Books like The Clockwork Dynasty beg to be adapted into unrelenting action/adventure movies.
Books like The Clockwork Dynasty beg to be adapted into unrelenting action/adventure movies. This is not a complaint. Summer blockbusters of old form the etymology of author Daniel H. Wilson’s steampunk fantasy about a race of dying, centuries-old clockwork machines that pass as human and the woman who will save them. There’s a bit of Terminator, Raiders of the Lost Ark, Interview with a Vampire and a hint of Return of the Jedi in a novel structured to alternate between past and present in a way that would make the creators of “Lost” proud. These derivations would be distracting in lesser hands, but Wilson has proven himself an emerging master of high-concept science fiction with his bestseller Robopocalypse and Guardian Angels and Other Monsters, his collection of excellent short stories.
The Clockwork Dynasty revolves around a “chosen one” narrative, but there are actually two chosen ones. The present day is narrated by June Stefanov, a young woman who has inherited a strange artifact and story from her grandfather, a man who fought for Russia in the battle of Stalingrad in World War II and saw what he could only describe as an avenging angel on the day he should have died. After massacring some Germans and a few Russians, the angel dropped an artifact, a dense, crescent-shaped slice of metal the size of a seashell. Wounded and expecting to die, the grandfather retrieves the artifact after the angel has departed. Years later, the old man passes it on to June.
Like Indiana Jones, June becomes an academic/adventurer. Anthropology is her field, but she spends her time outside of the university system to hunt unusual artifacts around the world thanks to a generous research grant from a shadowy corporation. The focus of her ceaseless curiosity is ancient, gear-powered machines from antiquity that are designed to mimic humans. Her studies have led her to machines from ancient Greece that could performs tasks like playing simple songs on the flute. The novel begins in Oregon, where an old religious order has hired her to examine a mechanical doll in their possession. The doll was created to write out a message from Peter the Great to the Pope. June gets the doll to work and it reveals a dangerous secret: the word Automat.
The Automats are a secret society of clockwork robots that have existed for millennia often by destroying humans who learn of their existence. A centuries-old war continues between factions of the machines, and June carries around her neck the means to end the stalemate in that war: her grandfather’s artifact. After the event with the doll, an Automat comes for June, but she is rescued by the second chosen one, the Automat called Peter who narrates the past.
Peter’s story begins in Russia during the reign of Peter the Great, who wanted the machine to replace him upon his death and become the eternal czar. Lady Catherine had other plans, and Peter and his sister, a childlike Automat named Elena, are sent into exile. Peter devotes himself to protecting his sister as their journey takes them across Europe and into London. Neither machine possesses a memory before they woke in possession of the great czar, so Peter becomes leery of evidence of other Automat. His attempts to isolate his sister from seeking answers to their origin prove fruitless. The war between Automats and the truth of Peter’s role in it cannot be abated.

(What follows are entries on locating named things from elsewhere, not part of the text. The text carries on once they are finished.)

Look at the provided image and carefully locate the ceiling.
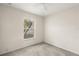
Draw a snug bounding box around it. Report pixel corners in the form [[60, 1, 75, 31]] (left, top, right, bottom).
[[2, 3, 79, 16]]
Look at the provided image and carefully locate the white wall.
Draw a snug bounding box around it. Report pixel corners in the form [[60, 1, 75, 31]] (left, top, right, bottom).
[[45, 6, 79, 54], [0, 5, 44, 54]]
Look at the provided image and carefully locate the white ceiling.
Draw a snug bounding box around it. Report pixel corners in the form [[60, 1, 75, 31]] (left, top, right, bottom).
[[2, 3, 79, 16]]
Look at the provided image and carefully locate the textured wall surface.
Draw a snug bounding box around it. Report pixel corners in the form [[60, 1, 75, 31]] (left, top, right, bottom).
[[0, 5, 43, 54], [45, 6, 79, 54]]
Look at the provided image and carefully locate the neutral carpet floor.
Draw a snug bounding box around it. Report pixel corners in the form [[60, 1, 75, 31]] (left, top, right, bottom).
[[3, 43, 78, 56]]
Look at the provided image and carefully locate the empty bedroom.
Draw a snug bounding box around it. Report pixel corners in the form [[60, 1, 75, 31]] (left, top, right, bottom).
[[0, 3, 79, 56]]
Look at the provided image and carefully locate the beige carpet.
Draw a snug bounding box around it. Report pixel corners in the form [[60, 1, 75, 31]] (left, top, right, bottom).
[[3, 43, 77, 56]]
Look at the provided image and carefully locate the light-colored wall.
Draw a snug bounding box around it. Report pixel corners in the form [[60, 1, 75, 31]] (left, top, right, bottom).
[[0, 5, 44, 54], [45, 6, 79, 54]]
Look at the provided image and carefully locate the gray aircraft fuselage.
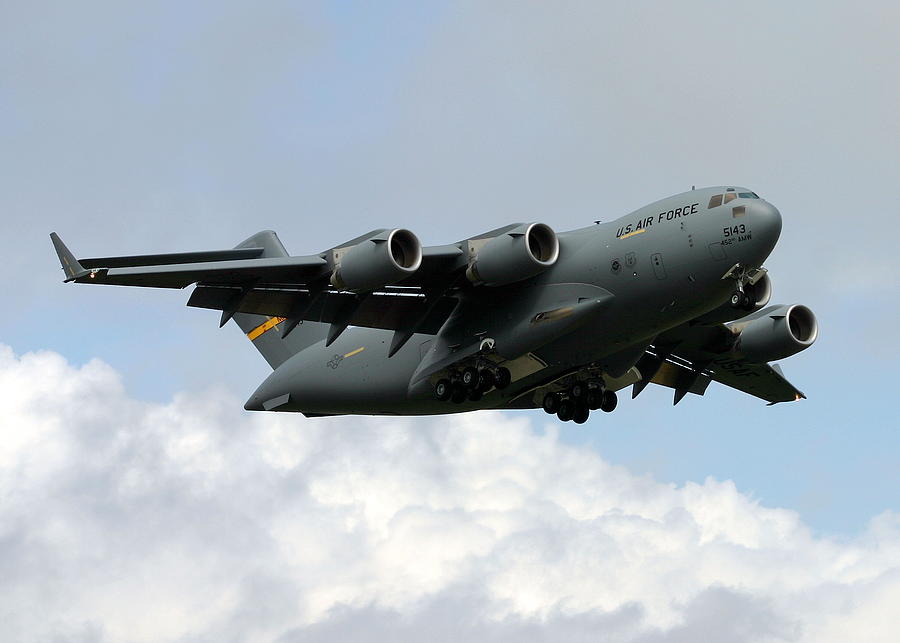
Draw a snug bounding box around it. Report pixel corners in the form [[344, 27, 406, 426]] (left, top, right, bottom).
[[245, 187, 781, 415]]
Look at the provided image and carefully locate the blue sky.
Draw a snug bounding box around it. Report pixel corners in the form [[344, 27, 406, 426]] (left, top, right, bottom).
[[0, 2, 900, 536]]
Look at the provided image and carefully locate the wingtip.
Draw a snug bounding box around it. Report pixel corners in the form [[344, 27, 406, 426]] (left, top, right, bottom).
[[50, 232, 90, 282]]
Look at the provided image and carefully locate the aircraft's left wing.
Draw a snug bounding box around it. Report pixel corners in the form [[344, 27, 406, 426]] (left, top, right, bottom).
[[632, 324, 806, 404]]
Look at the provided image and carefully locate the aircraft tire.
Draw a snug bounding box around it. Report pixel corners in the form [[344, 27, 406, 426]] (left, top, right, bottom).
[[494, 366, 512, 389], [478, 368, 494, 393], [541, 393, 560, 415], [572, 404, 591, 424], [460, 366, 478, 389], [434, 379, 453, 402], [600, 391, 619, 413], [556, 400, 575, 422]]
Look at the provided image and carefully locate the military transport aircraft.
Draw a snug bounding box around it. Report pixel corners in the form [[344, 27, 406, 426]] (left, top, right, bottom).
[[51, 187, 818, 423]]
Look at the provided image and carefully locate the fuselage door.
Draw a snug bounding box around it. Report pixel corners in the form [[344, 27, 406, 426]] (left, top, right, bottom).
[[650, 252, 666, 279]]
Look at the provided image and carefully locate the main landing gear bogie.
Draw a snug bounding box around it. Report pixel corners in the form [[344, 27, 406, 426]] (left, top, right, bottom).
[[541, 381, 618, 424], [434, 366, 512, 404]]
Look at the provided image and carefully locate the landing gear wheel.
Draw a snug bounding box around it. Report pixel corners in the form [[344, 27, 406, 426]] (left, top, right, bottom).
[[556, 400, 575, 422], [600, 391, 619, 413], [478, 368, 494, 393], [460, 366, 478, 389], [541, 393, 561, 415], [572, 404, 591, 424], [434, 379, 453, 402], [494, 366, 512, 389]]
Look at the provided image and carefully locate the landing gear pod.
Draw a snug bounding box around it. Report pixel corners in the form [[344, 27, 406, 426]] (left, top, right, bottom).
[[331, 228, 422, 292], [466, 223, 559, 286]]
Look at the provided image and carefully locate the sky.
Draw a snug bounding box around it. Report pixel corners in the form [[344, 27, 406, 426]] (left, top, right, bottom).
[[0, 1, 900, 642]]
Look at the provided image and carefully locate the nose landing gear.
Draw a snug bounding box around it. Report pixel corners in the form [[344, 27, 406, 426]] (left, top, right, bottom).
[[722, 263, 767, 311]]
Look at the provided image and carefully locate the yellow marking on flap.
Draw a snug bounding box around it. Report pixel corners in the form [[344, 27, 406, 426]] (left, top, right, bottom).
[[619, 228, 647, 239], [247, 317, 287, 342]]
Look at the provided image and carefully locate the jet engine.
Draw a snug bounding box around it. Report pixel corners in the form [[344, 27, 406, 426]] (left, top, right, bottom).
[[331, 228, 422, 292], [466, 223, 559, 286], [728, 304, 819, 363]]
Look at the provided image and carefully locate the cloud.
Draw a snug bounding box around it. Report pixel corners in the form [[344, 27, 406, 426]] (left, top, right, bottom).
[[0, 347, 900, 643]]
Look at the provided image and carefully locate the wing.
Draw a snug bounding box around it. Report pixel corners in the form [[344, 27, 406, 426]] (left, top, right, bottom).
[[50, 230, 466, 355], [632, 324, 806, 404]]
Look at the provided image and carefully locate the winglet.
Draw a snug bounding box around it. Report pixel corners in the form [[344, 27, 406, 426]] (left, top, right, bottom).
[[50, 232, 90, 283]]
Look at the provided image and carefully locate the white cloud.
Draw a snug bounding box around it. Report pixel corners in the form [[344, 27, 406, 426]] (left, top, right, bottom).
[[0, 347, 900, 643]]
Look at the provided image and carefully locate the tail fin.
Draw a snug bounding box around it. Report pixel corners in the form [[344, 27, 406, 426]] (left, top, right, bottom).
[[233, 230, 328, 368]]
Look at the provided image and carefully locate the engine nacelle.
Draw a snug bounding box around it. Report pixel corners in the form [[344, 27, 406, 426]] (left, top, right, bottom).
[[729, 304, 819, 363], [466, 223, 559, 286], [331, 228, 422, 292]]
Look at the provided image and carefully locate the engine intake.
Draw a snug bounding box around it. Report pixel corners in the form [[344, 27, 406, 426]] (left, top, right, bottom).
[[466, 223, 559, 286], [331, 228, 422, 292], [730, 304, 819, 363]]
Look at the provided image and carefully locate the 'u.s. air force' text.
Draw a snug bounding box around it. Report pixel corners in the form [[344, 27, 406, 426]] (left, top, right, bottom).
[[616, 203, 700, 237]]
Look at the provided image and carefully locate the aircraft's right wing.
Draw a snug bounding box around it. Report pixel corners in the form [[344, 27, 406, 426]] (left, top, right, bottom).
[[632, 324, 806, 404]]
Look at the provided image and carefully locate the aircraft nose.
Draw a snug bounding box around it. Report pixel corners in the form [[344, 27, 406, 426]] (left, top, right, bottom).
[[750, 199, 781, 251]]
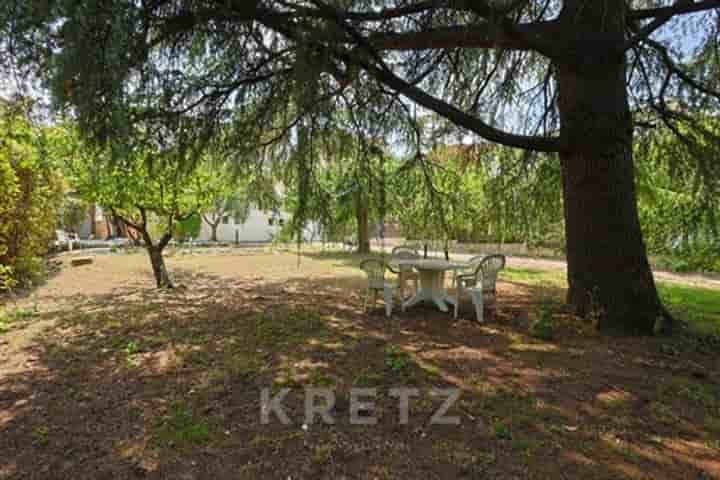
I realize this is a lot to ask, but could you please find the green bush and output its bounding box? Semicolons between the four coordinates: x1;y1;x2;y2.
0;103;63;290
173;213;202;242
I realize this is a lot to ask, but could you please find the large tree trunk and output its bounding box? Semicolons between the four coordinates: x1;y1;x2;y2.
147;245;175;288
356;200;370;254
558;0;670;334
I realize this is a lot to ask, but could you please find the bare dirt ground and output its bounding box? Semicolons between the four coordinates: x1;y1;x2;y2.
0;250;720;480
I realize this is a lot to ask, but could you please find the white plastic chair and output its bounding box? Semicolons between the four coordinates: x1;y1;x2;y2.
388;246;420;301
360;258;395;318
454;255;505;323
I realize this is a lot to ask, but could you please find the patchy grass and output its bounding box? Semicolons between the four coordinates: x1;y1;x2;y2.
0;306;38;334
155;403;210;448
0;250;720;479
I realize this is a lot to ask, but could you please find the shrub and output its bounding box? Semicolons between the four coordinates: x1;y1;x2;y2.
0;103;63;290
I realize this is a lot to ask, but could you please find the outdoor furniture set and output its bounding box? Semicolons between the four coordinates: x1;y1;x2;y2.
360;246;505;323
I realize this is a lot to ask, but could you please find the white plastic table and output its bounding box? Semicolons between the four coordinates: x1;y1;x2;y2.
395;259;467;312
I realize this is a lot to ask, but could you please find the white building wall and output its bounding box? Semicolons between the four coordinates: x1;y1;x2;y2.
198;208;320;243
199;209;286;242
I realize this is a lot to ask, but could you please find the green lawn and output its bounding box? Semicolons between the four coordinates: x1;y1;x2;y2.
500;268;720;336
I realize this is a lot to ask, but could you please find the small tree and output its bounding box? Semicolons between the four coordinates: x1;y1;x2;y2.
0;101;66;291
70;141;209;288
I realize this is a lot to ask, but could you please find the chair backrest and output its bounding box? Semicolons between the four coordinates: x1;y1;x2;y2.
360;258;385;288
480;254;505;293
390;245;420;273
468;255;485;275
391;246;420;259
390;245;420;258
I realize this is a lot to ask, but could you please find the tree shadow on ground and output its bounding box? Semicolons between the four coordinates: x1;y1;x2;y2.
0;262;720;479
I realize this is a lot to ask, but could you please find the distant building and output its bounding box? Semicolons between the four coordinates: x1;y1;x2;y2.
198;208;319;243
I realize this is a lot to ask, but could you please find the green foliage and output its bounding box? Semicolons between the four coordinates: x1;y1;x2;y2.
58;195;89;231
393;144;564;245
385;345;410;372
635;115;720;262
0;103;66;291
173;213;202;241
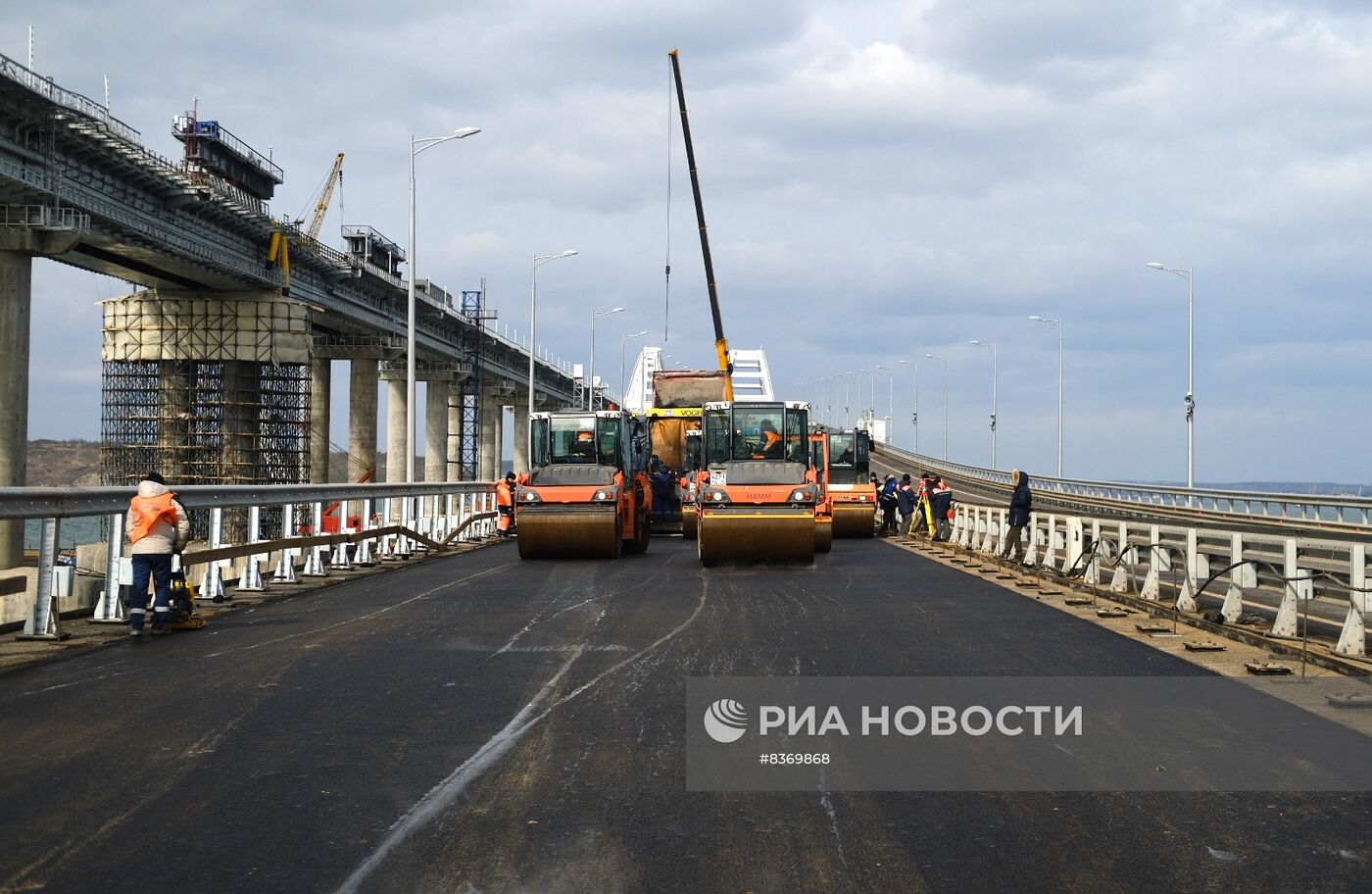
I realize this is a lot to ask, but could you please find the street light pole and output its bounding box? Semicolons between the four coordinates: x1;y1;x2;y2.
925;354;948;460
971;339;1001;469
586;308;624;409
403;127;481;483
618;329;648;407
871;364;896;443
896;360;919;453
1149;261;1197;487
528;249;576;430
1029;315;1062;478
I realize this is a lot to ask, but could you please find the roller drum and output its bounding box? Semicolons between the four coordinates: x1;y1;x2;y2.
834;503;875;537
515;507;623;559
696;511;815;566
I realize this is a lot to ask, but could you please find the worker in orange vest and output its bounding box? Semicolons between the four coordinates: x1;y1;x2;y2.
123;472;191;637
495;472;514;537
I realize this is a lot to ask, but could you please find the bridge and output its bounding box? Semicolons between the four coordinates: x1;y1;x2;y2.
0;38;1372;894
0;47;584;568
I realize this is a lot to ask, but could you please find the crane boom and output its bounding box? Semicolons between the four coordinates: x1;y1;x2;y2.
305;153;343;239
666;49;734;401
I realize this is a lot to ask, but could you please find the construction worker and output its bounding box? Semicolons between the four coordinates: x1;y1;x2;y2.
754;419;783;460
495;472;514;537
123;472;191;637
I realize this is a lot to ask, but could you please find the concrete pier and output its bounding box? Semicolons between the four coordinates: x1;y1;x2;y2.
0;251;33;570
424;379;452;480
310;357;333;485
347;359;377;480
385;379;409;483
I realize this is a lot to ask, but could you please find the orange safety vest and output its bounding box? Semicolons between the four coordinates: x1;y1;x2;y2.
129;490;175;544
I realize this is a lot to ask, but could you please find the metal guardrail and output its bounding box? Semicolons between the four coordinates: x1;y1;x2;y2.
0;55;143;145
872;445;1372;534
0;205;90;233
0;480;495;640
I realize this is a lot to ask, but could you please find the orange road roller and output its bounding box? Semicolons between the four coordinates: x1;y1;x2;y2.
514;411;653;559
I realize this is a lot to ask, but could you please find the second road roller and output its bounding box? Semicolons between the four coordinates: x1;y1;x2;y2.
829;428;877;537
514;411;653;559
696;401;819;566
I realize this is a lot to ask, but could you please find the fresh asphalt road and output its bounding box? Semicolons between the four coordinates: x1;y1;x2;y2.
0;538;1372;894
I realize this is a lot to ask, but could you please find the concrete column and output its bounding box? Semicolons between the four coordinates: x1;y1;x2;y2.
347;360;378;482
491;397;505;480
447;381;466;480
476;391;501;480
385;379;409;483
514;402;528;472
310;357;333;485
0;251;33;569
424;379;452;482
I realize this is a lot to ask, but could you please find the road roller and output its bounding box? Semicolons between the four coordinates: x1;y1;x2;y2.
696;401;819;568
827;428;877;537
514;411;653;559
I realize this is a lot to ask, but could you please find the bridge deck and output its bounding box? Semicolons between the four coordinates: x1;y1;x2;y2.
0;540;1372;894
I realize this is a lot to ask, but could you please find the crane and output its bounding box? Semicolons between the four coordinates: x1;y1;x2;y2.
666;49;734;401
305;153;343;239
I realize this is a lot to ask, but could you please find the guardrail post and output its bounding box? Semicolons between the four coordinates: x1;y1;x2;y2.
1176;527;1200;611
1062;515;1085;574
1081;518;1101;586
17;518;72;640
301;503;329;576
1110;522;1133;593
198;507;223;603
90;513;129;623
353;500;376;569
271;503;296;583
233;506;267;593
1334;544;1368;658
1269;537;1300;640
1139;524;1172;600
1220;534;1258;623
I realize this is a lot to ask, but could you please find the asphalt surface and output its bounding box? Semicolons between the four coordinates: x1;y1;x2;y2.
0;538;1372;894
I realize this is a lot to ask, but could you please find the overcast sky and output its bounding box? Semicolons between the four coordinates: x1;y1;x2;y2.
10;0;1372;482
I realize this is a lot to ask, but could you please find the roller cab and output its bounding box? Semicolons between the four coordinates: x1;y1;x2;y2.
696;401;820;566
514;411;652;559
827;428;877;537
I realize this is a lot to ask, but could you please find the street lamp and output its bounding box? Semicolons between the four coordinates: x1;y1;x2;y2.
528;249;576;430
925;354;948;460
1149;261;1197;487
1029;315;1062;478
405;127;481;483
618;329;648;405
586;308;624;409
871;364;896;443
896;360;919;453
968;339;1001;469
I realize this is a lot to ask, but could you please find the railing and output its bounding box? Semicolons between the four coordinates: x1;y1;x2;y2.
0;482;495;640
872;445;1372;533
872;445;1372;659
0;49;143;145
0;205;90;233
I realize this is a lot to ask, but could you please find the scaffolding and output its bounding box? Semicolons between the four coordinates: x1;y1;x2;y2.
100;291;310;535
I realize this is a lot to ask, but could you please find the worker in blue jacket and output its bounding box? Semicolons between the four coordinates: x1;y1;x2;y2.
1001;469;1033;562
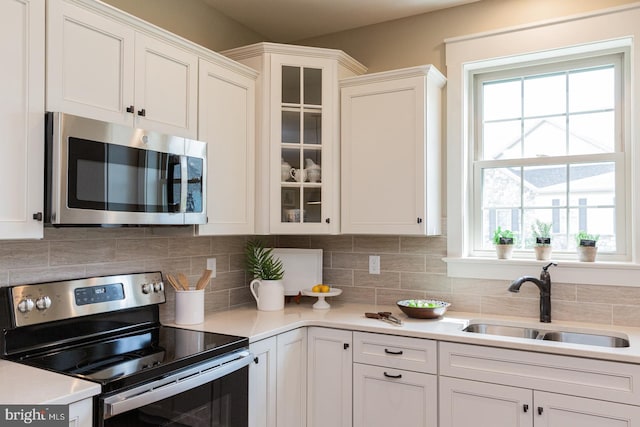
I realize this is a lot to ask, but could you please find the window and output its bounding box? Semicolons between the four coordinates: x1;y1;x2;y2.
471;53;628;255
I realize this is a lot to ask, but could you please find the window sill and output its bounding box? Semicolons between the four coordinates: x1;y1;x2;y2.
443;257;640;287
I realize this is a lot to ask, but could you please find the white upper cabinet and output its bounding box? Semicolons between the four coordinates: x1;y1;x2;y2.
46;0;198;139
222;43;366;234
0;0;45;239
340;66;445;235
198;58;257;235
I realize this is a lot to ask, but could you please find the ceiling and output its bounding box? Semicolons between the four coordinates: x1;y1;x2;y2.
204;0;479;43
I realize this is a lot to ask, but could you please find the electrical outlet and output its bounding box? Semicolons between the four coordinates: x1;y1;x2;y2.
369;255;380;274
207;258;216;279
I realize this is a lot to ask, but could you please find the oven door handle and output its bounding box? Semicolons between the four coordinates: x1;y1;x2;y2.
104;350;253;419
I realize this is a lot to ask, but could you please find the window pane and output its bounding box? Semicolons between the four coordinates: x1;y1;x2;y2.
569;111;615;155
569;66;615;113
524;74;567;117
482;80;522;121
522;116;567;157
482;120;522;160
569;163;616;206
522;165;567;208
482;168;521;209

There’s quite a bit of subversion of form going on here. Wilson builds an epic in three-page intervals, propelling his dual stories across the globe during separate epochs. Between past and present, the author takes us through both steampunk and urban fantasy landscapes at a breakneck pace, making a novel as binge-worthy as any Netflix offering. Through the Automats, he creates a fascinating society of super-beings that never really know exactly what they are. They are all powered by artifacts like the one June carries, and breakdowns often cause the kind of amnesia Peter and Elena suffered. The Automats are an arrogant society, so invested in their superiority that it is destroying them. Their numbers have dwindled and only Peter has the courage to defy edict and turn to a human for help. But there is past-Peter and present-Peter, and Wilson takes great joy in the slow reveal of the machine’s many flaws that make his protagonist not exactly what it seems to be. But subversion only goes so far, and the book reflects its subject matter in the end: a sparse, yet propulsive and finely-tuned mechanism that ultimately meets expectations.